AUDIO PUPPETEER: We wanted to have this illusion that the voices for Wall-E and Eve and the other characters are part of their function,
(sound designer Ben Burtt says of Pixar's Wall-E.)

Burtt speaks the characters' language. In fact, he's created a galaxy of unusual noises in his 30-year career: the crack of Indy's whip, Chewbacca's yowl, the lightsaber hum.

IT'S A RISKY MOVE by anyone's standards. Pixar's delightfully adventurous robot-in-love story Wall-E boldly unspools without any human dialogue for the first hour or so. This trick seems akin to having R2-D2 carry half of a Star Wars film, speaking only in his emotive whistles, beeps and boops. In fact, Wall-E's “voice" comes from the same source as R2's idiosyncratic technobabble: Oscar-winning sound designer Ben Burtt.

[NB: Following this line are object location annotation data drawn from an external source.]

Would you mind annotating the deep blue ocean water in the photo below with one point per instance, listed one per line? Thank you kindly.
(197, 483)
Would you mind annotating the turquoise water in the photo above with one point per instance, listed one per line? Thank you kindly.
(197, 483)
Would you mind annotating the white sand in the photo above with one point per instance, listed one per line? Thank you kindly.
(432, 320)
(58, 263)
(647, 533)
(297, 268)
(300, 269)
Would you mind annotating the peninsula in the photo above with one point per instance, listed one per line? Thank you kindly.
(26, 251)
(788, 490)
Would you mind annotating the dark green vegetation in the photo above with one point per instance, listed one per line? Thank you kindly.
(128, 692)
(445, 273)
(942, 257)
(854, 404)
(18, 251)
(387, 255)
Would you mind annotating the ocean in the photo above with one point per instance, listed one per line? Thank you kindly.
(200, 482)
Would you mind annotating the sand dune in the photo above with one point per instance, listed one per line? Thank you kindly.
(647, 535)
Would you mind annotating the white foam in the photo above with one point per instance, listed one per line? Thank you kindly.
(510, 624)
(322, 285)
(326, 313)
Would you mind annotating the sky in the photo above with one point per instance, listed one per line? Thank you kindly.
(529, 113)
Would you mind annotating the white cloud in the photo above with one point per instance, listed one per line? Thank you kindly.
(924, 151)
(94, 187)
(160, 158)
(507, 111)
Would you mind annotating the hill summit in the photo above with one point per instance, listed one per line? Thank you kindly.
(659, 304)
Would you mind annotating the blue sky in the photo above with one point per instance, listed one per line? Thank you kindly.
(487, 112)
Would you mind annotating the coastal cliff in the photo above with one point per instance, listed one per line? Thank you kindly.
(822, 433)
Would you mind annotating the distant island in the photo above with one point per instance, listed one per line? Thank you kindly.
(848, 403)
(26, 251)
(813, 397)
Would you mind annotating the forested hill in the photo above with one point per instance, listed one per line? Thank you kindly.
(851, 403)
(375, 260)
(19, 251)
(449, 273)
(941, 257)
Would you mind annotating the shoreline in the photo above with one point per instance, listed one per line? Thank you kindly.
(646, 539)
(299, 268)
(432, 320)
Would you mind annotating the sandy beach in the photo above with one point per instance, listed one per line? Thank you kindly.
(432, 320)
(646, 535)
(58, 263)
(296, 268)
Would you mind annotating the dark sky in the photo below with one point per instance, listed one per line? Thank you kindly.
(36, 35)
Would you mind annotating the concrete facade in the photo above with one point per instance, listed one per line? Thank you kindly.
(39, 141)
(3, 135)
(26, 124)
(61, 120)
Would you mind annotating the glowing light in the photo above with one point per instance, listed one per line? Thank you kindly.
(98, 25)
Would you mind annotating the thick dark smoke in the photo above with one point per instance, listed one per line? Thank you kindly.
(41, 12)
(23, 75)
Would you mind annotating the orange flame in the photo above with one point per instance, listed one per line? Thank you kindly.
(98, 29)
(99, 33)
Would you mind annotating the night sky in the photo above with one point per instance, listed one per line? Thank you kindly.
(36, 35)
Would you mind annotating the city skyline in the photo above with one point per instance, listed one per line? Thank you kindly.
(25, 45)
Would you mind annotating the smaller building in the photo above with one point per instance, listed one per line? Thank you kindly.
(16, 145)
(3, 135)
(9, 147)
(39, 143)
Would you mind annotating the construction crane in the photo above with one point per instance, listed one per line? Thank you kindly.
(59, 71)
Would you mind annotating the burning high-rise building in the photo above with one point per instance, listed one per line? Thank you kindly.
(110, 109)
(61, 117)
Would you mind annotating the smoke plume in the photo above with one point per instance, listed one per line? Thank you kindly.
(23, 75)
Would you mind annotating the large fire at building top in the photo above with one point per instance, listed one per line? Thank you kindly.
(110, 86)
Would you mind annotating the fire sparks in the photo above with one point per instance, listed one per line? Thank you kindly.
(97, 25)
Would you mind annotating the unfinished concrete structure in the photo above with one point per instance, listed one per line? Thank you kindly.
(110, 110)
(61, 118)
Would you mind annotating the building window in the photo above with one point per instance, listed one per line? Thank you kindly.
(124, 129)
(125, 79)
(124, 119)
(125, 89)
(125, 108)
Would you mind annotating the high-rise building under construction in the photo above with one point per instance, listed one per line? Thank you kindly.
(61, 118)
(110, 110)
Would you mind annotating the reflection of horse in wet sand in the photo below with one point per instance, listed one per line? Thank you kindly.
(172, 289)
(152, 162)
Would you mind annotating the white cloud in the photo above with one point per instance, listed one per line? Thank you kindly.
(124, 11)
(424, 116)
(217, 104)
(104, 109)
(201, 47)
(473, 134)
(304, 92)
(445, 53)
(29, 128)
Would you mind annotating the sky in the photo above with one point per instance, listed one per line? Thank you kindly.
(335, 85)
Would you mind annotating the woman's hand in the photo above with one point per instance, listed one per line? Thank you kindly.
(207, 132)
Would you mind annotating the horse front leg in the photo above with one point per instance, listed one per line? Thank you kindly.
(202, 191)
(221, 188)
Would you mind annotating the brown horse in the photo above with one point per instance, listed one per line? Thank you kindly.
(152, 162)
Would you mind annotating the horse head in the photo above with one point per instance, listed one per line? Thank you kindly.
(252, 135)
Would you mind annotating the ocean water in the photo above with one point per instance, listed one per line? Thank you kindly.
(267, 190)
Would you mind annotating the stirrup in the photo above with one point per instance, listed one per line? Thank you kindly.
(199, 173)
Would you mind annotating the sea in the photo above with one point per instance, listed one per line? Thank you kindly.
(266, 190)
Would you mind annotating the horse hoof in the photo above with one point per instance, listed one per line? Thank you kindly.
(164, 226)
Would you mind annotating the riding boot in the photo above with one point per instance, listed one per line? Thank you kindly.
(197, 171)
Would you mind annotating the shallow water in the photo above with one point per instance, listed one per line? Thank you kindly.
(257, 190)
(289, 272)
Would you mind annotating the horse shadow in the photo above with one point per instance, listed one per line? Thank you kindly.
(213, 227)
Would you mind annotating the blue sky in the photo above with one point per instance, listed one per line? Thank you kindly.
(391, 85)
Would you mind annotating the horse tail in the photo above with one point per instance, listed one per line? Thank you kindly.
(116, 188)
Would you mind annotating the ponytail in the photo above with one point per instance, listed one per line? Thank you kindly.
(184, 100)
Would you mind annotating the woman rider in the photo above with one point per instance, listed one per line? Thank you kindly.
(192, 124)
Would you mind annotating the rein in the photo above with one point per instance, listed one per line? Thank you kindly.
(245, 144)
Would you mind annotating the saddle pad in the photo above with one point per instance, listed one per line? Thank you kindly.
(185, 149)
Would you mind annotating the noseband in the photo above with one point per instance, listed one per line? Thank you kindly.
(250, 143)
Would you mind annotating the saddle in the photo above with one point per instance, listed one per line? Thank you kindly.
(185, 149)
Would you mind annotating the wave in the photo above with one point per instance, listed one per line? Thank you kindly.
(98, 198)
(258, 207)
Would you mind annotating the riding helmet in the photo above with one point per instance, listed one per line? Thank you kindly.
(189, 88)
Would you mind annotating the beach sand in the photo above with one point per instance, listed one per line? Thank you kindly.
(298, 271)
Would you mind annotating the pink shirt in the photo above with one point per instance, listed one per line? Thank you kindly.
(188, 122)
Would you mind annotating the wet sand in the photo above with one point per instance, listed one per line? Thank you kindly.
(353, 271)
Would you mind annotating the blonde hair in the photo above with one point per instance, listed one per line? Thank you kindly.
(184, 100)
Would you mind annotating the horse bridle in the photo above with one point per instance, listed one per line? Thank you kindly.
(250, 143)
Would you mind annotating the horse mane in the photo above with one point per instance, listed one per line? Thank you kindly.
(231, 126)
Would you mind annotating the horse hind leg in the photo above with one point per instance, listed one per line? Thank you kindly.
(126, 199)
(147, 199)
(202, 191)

In a renowned three-decade career with Lucasfilm, Burtt, 59, created everything from Darth Vader's heavy breathing and Chewbacca's yowl to the hum of lightsabers (the latter famously conjured from the sounds made by an idling movie projector and some chance microphone feedback). The native of Syracuse, N.Y., also came up with the signature crack of Indiana Jones' whip in Raiders of the Lost Ark.